Perodicaly permission denied using approle

To automate tasks I use approle auth method to authenticate to vault. Sometimes I got an error “403 permission denied”, but role-id/secret-id is correct. Later I can authenticate successfully.
Logs show {"time":"2024-01-16T20:03:31.412408432Z","type":"response","auth":{"token_type":"default"},"request":{"id":"b515d71e-c865-5e9a-d7c8-2ed435697199","client_id":"xxx","operation":"update","mount_point":"auth/approle/","mount_type":"approle","mount_accessor":"auth_approle_d55763f2","client_token":"hvs.xxx","client_token_accessor":"xxx","namespace":{"id":"root"},"path":"auth/approle/login","data":{"role_id":"xxxx","secret_id":"xxx"},"remote_address":"10.244.160.143","remote_port":42980},"response":{"mount_point":"auth/approle/","mount_type":"approle","mount_accessor":"auth_approle_d55763f2"},"error":"permission denied"}
I didn’t enable Rate limit quotas. Even if the rate limit was configured, enable_rate_limit_audit_logging=true in the config and I would see appropriate log messages.
What could it be? What else could I check?

When you say “Later I can authenticate” are you talking seconds? minutes? hours?

Could you be running into something like this?

Vault Eventual Consistency – HashiCorp Help Center.

Hi, thank you for reply.
Usually it takes several minutes. Maybe 5, 20 or 30

Vault eventual consistency - is an enterprise feature. I use Community Edition installation and don’t use performance standbys. Moreover my vault cluster is deployed in kubernetes cluster. And it has active-service which is always look at active node. Because of this I don’t know what could it be…

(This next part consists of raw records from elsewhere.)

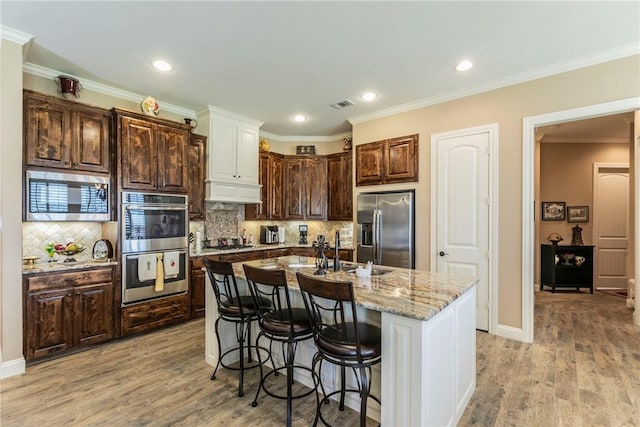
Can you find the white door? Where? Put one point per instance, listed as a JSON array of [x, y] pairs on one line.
[[461, 206], [611, 225]]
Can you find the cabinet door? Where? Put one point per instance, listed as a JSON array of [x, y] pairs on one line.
[[91, 141], [47, 133], [48, 322], [138, 160], [315, 179], [369, 166], [247, 155], [172, 159], [401, 159], [93, 313], [196, 175], [197, 288], [223, 153], [294, 185]]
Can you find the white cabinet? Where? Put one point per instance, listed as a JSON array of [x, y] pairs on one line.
[[233, 158]]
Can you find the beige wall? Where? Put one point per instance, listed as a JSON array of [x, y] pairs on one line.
[[597, 84], [566, 175], [10, 206]]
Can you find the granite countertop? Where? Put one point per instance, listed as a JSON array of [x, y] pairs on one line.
[[58, 267], [415, 294], [258, 247]]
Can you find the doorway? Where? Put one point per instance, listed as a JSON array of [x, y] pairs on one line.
[[528, 192]]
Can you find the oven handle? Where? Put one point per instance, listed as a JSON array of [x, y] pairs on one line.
[[136, 256], [156, 208]]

That is quite a long time - was hoping since you mentioned it was automated it was only a few seconds before it would be usable.

Some general questions:

  • Is this a new issue (e.g. just started) or has it been happening for a long time?
  • Was there a time when this did not happen? Any changes around that time?
  • Have you reviewed known issues against the version of Vault you are running?
  • Is it the same client(s) that tend to have problems or is it random? Maybe some client or node does not have NTP set up so there is an offset on timestamps in the request (e.g. client is 5m behind Vault)?

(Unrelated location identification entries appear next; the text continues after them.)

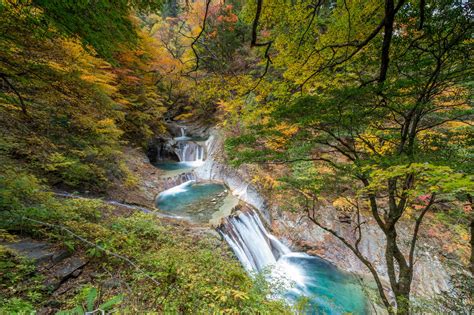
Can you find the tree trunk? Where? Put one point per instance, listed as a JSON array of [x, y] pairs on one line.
[[471, 260]]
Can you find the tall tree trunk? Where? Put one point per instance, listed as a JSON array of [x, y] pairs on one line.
[[471, 260]]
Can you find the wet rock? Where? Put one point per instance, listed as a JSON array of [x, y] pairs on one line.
[[70, 267]]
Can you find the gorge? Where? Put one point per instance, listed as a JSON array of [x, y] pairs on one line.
[[202, 200]]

Unless someone else in this forum has other ideas, I think posting as a GitHub issue in the Vault repo might get more eyes on the problem you’re facing.

  1. This is a new issue. It started maybe two weeks ago.
  2. I didn’t notice this at the beginning of using service.
  3. Actually I didn’t :frowning:
  4. I recommended to my colleague to use ansible to make api request for his automation tasks. One day he told me, task failed. At the same time I checked by cli vault write auth/approle/login... and I got a 403 error too. After a few minutes it started to work fine. I checked logs, but other than 403 error I found nothing.

Ensure that the approle in question isn’t being locked due to too many bad auth attempts.

Reference:

1 Like

@alex.blume Thanks for reply. I think you are right.

The user lockout feature is enabled by default.

I missed this fact. One of a role_id has many secret_id. One of secret_id is wrong. Because of it entier approle is blocked for a period of time. Many thanks!